Men’s strengths: Where to start? How about the three-pointer? The Rams are one of the deadliest shooting teams in the country and rely heavily on the long ball. They take the most threes in the entire OUA and shoot the third best percentage, at 36.2 per cent. Almost every player on the team is a threat from distance and the Rams have eight players who take more than two three-pointers a game.

The Rams also have one of the deepest rosters in the country. Ryerson bench players Ammanuel Diressa and J.V. Mukama would start on virtually any other CIS team. Ryerson’s depth allows them to unleash a full-court press straight out of an opposing coach’s nightmares. The Rams usually deploy their press at the start of the third quarter and turn a close game into a blowout in a matter of minutes.


The Rams huddle around coach Patrick Tatham during a timeout. (Pam Johnston/Ryersonian Staff)
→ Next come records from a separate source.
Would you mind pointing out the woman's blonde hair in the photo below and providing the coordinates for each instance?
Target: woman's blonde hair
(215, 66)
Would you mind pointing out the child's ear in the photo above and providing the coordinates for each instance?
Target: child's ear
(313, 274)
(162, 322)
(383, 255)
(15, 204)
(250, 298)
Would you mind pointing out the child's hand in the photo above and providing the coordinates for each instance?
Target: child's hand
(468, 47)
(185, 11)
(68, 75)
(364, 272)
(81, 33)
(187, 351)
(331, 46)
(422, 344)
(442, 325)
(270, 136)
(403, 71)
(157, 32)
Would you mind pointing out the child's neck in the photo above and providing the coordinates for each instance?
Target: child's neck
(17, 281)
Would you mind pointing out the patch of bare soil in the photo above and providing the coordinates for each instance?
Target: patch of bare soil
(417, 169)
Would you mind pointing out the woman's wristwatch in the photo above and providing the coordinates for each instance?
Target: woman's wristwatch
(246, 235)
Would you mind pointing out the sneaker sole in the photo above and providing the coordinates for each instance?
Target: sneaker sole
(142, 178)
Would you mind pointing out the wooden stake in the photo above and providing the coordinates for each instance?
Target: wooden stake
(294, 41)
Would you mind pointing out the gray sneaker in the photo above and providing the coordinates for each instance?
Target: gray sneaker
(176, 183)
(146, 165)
Weaknesses: Live by the three, die by the three. Those critical of the Rams say they over rely on the three-pointer. If the long ball stops falling, Ryerson’s offence may be toast.
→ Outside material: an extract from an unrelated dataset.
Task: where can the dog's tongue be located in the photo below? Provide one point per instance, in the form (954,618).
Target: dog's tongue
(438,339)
X-Factor: Ammanuel Diressa. The Tennessee Tech transfer has been dynamite off the bench for the Rams so far this season. When Diressa plays well, Ryerson is unbeatable. However, his shot selection can sometimes make Ryerson coach Patrick Tatham want to pull his hair out. It’s not uncommon to see Diressa pull up for a 25-foot three on a three-on-one fast break. Most of the time, he makes them. But in games against better opponents, those missed shots could come back to haunt the Rams.

Biggest obstacle: The Ottawa Gee-Gees. The Rams squeaked out a win against the Gee-Gees earlier this year but Ottawa was without their best player, Caleb Agada. Ottawa plays the Rams as close as anyone and their next game will be a toss-up.

Women’s strengths: Offence. Offence, offence, offence. Ryerson’s women’s team can flat out score. The Rams have the leading scorer in the OUA, Keneca Pingue-Giles, and three other players who average more than 13 points per game. The lone starter who doesn’t average double-figure points, point guard Cara Tiemens, is a lethal long-range shooter. There are maybe two or three teams in the entire country who can shut Ryerson down … and the Rams know it.

WEB-Basketball,Sofia v U of T Nov 4

Sofia Paska spins around a defender. (Courtesy: Alex D’Adesse, Ryerson Athletics)

Weaknesses: The other side of the ball. The Rams are prone to stretches where they fall asleep defensively. Usually their offence bails them out, but against better teams Ryerson will need to buckle down defensively. That’s not to say Ryerson has bad defenders but they too often take their foot off the gas pedal once they jump out to an early lead.

X-Factor: Sofia Paska. The second-year centre has a chance to be one of the best players in the country, if she isn’t one already. Paska is flat-out unguardable. She can post-up, shoot, and is a terror on the offensive glass. If she catches fire, Ryerson will be very tough to beat.

Biggest obstacle: The Saskatchewan Huskies. Ryerson is the best team in the OUA and their biggest threat will come from the national stage. The Huskies beat the Rams comfortably earlier this season during a pre-season tournament. Saskatchewan is the best team in the country and do everything the Rams do, except better. They have a centre, Dalyce Emmerson, who can match up with Paska and a guard, Laura Dally, who is one of the best shooters in the country. It will take a perfect game from the Rams to upset them.

This article was published in the print edition of The Ryersonian on Feb. 24, 2015.